The existing organ console is connected by a set of relays, switches, and an electro-pneumatic memory system in the organ chambers to the organ mechanism. Approximately 10,000 tiny silver contacts under the keys, in relays, and on electro-pneumatic switches both in the console and in the organ chambers are sparking and failing due to mechanical wear and tear.
A new, moveable, mahogany organ console, including modern solid-state mechanisms for setting combinations, will be constructed and installed. Installation will include a lift and related modifications to the left of the chancel allowing the console to be raised from the organ pit and moved to the center of the chancel for occasions such as concerts.
The existing console’s thumb and toe pistons allow the organist to preset various combinations of stops. Currently, leather-covered bellows in the organ chambers operate silver-contact switches to record which stops are set on each piston. Each piston can remember only one combination of stops, limiting the pieces that can be performed without a time-consuming mechanical resetting of stops. Currently, organists are utilizing certain “workarounds” to play through existing mechanical issues.
Thousands of combinations of stops can be stored by the organist with the solid-state control systems of modern consoles. Only a few dozen can be stored with our existing instrument, so the new console will greatly expand the works that can be performed in one service or concert.
Several large zinc pipes have crumpled, bent, or bowed. Tuning scrolls are rattling from fatigue. Split soldered joints are sealed with duct tape. The seal of a failing leather stopper is stuffed tight with a plastic garbage bag.
A comprehensive mechanical overhaul of the organ requires all pipework to be removed to the repair facility for restoration. All wiring will be replaced and new leather pouches and tremolos installed. Restored pipes will then be reinstalled. Minor tonal modifications are under consideration as well.
Existing sanctuary lights are “spotty,” throwing large dots of uneven light around the ceiling ledge of the room. The components of this original lighting system, in use since 1969, are mechanical and outdated. Parts are becoming difficult to find. Repairs are costly and even, at times, impossible. Maintaining the existing lighting system could cost more over time than a new installation and use considerably more energy.
Installation of a new LED lighting system would take two to three weeks, and worship would not be affected.

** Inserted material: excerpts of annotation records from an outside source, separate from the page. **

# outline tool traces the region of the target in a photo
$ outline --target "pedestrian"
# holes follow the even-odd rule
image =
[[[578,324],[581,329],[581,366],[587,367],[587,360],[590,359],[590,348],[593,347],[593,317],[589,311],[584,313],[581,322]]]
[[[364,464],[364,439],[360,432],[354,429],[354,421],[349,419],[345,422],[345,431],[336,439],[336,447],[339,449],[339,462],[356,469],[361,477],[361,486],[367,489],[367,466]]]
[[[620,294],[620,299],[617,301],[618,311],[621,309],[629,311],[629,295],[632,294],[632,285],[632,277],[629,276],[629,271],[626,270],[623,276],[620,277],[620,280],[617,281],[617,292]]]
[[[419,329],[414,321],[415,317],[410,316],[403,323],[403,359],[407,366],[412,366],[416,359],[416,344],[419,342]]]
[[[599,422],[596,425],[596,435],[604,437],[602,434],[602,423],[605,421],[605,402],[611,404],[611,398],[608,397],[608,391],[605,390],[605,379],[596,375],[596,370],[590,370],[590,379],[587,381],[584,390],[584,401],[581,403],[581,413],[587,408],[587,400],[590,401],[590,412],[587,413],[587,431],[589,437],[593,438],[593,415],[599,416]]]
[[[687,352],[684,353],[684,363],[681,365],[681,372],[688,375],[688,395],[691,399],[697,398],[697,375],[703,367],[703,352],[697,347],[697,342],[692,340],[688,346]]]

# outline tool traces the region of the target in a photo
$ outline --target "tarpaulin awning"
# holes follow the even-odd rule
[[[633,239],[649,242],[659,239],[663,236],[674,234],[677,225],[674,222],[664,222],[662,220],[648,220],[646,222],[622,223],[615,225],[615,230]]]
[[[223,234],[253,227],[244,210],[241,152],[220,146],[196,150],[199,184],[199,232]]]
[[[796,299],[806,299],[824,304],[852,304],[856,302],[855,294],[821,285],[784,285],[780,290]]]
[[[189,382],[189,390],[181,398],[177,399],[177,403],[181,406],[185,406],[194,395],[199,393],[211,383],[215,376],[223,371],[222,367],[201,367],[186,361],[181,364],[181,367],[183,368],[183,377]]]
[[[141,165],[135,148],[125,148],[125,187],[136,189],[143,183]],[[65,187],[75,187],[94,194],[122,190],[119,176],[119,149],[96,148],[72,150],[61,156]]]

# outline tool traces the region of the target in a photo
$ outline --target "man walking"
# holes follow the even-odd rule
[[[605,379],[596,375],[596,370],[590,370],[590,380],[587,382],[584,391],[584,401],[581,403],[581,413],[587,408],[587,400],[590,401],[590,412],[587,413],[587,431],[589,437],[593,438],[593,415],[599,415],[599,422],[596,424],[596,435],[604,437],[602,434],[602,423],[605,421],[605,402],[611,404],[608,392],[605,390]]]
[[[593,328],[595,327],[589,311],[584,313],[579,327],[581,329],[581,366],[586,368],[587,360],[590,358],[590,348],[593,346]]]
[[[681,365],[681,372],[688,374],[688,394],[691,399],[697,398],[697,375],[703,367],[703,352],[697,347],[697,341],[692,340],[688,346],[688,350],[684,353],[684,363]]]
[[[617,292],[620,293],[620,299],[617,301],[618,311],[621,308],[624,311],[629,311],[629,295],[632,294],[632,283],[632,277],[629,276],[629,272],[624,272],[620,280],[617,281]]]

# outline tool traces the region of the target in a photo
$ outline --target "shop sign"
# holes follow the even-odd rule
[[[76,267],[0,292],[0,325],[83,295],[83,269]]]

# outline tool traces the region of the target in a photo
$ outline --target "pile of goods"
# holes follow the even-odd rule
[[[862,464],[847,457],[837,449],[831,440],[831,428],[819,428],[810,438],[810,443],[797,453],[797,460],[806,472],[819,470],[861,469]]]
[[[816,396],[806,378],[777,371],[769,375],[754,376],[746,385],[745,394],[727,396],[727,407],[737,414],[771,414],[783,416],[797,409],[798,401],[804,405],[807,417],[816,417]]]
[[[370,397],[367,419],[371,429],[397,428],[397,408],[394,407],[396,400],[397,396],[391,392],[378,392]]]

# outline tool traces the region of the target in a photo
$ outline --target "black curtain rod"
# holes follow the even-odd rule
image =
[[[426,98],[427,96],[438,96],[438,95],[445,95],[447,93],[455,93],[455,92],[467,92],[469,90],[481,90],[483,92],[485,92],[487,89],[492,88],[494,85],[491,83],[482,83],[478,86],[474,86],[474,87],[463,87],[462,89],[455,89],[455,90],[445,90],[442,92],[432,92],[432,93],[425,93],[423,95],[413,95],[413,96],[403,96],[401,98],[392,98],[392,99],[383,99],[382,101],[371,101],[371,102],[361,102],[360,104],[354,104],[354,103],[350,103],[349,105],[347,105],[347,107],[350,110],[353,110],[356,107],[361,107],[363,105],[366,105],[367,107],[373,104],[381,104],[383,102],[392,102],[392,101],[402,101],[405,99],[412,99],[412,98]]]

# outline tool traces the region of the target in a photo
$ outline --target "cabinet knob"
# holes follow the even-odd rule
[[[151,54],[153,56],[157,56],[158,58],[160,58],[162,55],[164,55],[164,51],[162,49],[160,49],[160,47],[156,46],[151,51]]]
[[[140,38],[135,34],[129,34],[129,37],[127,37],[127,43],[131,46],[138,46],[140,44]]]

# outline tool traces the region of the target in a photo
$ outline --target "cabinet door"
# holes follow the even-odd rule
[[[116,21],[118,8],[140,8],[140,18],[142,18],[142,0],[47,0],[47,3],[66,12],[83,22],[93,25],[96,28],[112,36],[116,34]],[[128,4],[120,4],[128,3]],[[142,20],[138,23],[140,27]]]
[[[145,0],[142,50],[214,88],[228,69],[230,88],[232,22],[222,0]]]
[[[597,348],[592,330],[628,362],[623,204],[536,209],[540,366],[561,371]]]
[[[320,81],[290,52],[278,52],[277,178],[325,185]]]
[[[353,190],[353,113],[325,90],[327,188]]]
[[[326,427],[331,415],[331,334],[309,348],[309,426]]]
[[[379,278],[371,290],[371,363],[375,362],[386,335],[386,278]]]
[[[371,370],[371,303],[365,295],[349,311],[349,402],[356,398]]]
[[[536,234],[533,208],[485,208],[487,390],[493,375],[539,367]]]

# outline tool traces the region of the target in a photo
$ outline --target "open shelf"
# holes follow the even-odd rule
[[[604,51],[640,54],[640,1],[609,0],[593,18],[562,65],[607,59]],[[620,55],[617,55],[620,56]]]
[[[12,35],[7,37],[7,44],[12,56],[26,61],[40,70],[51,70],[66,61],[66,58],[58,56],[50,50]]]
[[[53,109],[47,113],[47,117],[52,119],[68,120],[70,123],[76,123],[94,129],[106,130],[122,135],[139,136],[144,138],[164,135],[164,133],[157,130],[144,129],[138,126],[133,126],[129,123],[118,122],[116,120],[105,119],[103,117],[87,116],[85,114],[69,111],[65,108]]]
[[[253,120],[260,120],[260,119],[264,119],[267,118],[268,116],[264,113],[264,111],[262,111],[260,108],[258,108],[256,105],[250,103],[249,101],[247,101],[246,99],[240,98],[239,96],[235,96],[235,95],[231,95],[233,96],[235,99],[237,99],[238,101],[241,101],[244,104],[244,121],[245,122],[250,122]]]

Working lights would be in service throughout the lighting restoration process. When complete, the new LED system’s cooler fixtures would provide an even glow. LED lighting fixtures last 25 times longer and, according to manufacturers’ literature, consume one-sixth the energy of incandescent bulbs.
The spoken word reverberates in high spaces in the Sanctuary, making it almost impossible to hear clearly, especially in the chancel. People sitting in the transepts hear little if anything, and ministers cannot clearly make out what is said in the chancel. The congregation hears the choir perfectly; however, depending on where they are seated, some choristers cannot hear the sermon.
Sound technology has improved dramatically since the pew-back speaker system was installed in 1973. If funded, a professional evaluation would guide repairs or upgrades to our sound system to enhance speech clarity and our understanding throughout the Sanctuary.